Kebangkitan Identitas Muslim Granada

Meski masa kejayaan telah berlalu, semangat Islam di Granada justru bangkit kembali melalui generasi muda Muslim. Wafa, seorang imigran asal Maroko yang telah 11 tahun tinggal di Granada, memilih profesi sebagai pemandu wisata untuk menyebarkan pemahaman tentang Islam.

“Pada awalnya sangat sulit. Saya datang di usia muda, dan di Maroko hal ini bukan masalah besar. Tapi setelah dua tahun, ketika Anda percaya pada siapa Anda dan apa agama Anda, serta tahu bahwa itu adalah hal terbaik yang Anda miliki, Anda akan memperjuangkannya,” ungkap Wafa tentang tantangannya sebagai Muslim di Spanyol.

Albaicín: Jejak Kehidupan Muslim di Granada

Tak jauh dari Alhambra, terbentang kawasan Albaicín yang terkenal sebagai pemukiman Muslim di Granada.

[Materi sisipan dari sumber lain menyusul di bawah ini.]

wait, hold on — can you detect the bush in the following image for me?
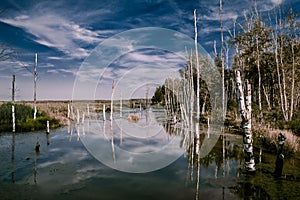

Mayoritas penghuninya adalah imigran dari Afrika Utara, dan pengaruh budaya Islam sangat terasa dari arsitektur bangunan hingga kuliner khas yang ditawarkan.

Kawasan ini memiliki keunikan tersendiri – jika dilihat dari atas, bentuk kotanya menyerupai labirin. Desain ini bukan tanpa alasan; pada masa lampau, struktur seperti ini berfungsi strategis untuk mengacaukan musuh yang akan menyerang.

Pasar tradisional Al-Kaitharia yang telah ada sejak abad ke-14 menjadi pusat perdagangan dan tempat berburu oleh-oleh khas Granada. Alternatif lainnya adalah Pasar Caldereria yang menawarkan kerajinan kulit dan perak dengan ukiran kaligrafi.